Most important findings
The review highlights that optimal concentrations of Fe, I, Cu, Zn, and Se are critical for healthy thyroid hormone synthesis and metabolism. Deficiencies in Fe, Zn, Se, or I, or toxic exposures to Cd, Hg, and Pb, disrupt thyroid hormone production, immune tolerance, and redox balance, predisposing individuals to hypothyroidism, autoimmune thyroiditis, and thyroid cancer. For example, Fe is essential for thyroperoxidase activity; Cu and Zn are components of antioxidant enzymes; Se is vital for deiodinase function; while both deficiency and excess I impact hormone synthesis through mechanisms such as the Wolff–Chaikoff effect. Heavy metals (Cd, Hg, Pb) promote oxidative stress, immune dysregulation, and oncogenic transformation. The review also notes gender-specific and age-dependent differences in trace element effects, and complex interactions between environmental exposure, genetic susceptibility, and thyroid disease risk. Recent research into ferroptosis and cuproptosis (forms of metal-dependent cell death) suggests potential for novel biomarkers and therapeutic strategies in thyroid cancers.

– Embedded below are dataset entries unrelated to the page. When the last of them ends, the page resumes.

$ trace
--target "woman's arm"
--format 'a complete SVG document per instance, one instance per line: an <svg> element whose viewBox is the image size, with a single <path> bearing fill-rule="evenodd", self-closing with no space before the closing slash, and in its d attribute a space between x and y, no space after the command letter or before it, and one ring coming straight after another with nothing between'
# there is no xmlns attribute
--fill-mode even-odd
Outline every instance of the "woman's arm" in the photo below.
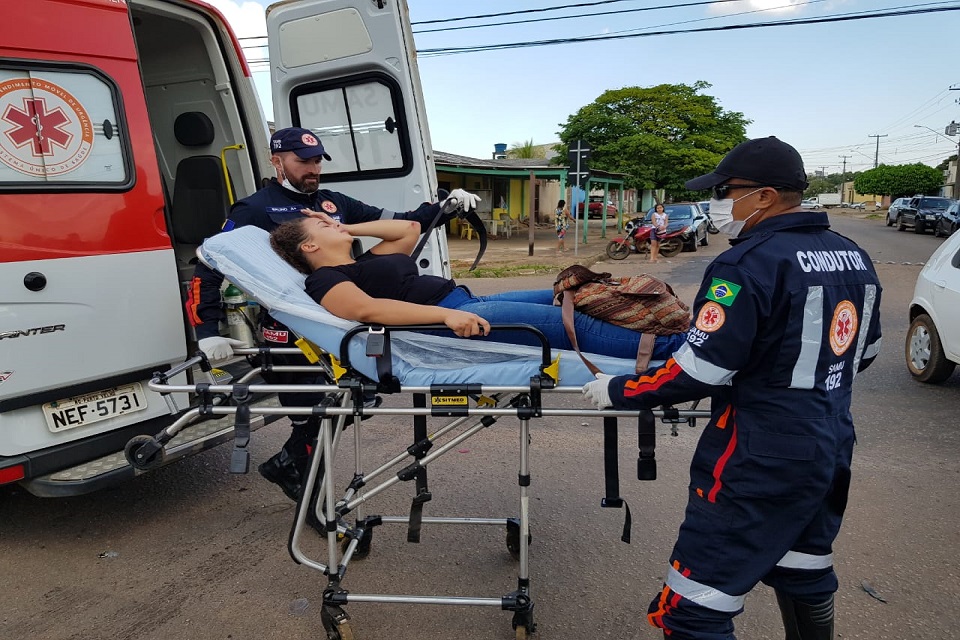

Key microbial and microbiome associations:
While the review centers on trace elements, it references the gut microbiome’s role in thyroid autoimmunity, especially its impact on trace element absorption (notably Fe and Se) and immune modulation. Dysbiosis may impair micronutrient status, influencing the risk and severity of autoimmune thyroid diseases. This emerging connection between trace element metabolism, the gut microbiome, and thyroid autoimmunity is a promising area for further investigation and may be relevant for microbiome signature databases.
Key implications
Clinical management of thyroid disorders should consider patients’ trace element status, exposure to environmental toxins, and dietary habits. Screening and correcting micronutrient deficiencies (Fe, Zn, Se, I) can help prevent or ameliorate thyroid dysfunction, while minimizing exposure to toxic metals (Cd, Hg, Pb) is crucial for thyroid health. Personalized approaches, considering genetic and microbiome influences, may optimize prevention and treatment. Some trace elements (Se, Fe, Cu) and related molecular pathways (ferroptosis, cuproptosis) hold promise as therapeutic targets or diagnostic/prognostic biomarkers in thyroid cancer and autoimmunity. Integration of trace element assessment into clinical and public health practice, alongside continued research into their interplay with the microbiome, could significantly improve thyroid disease outcomes.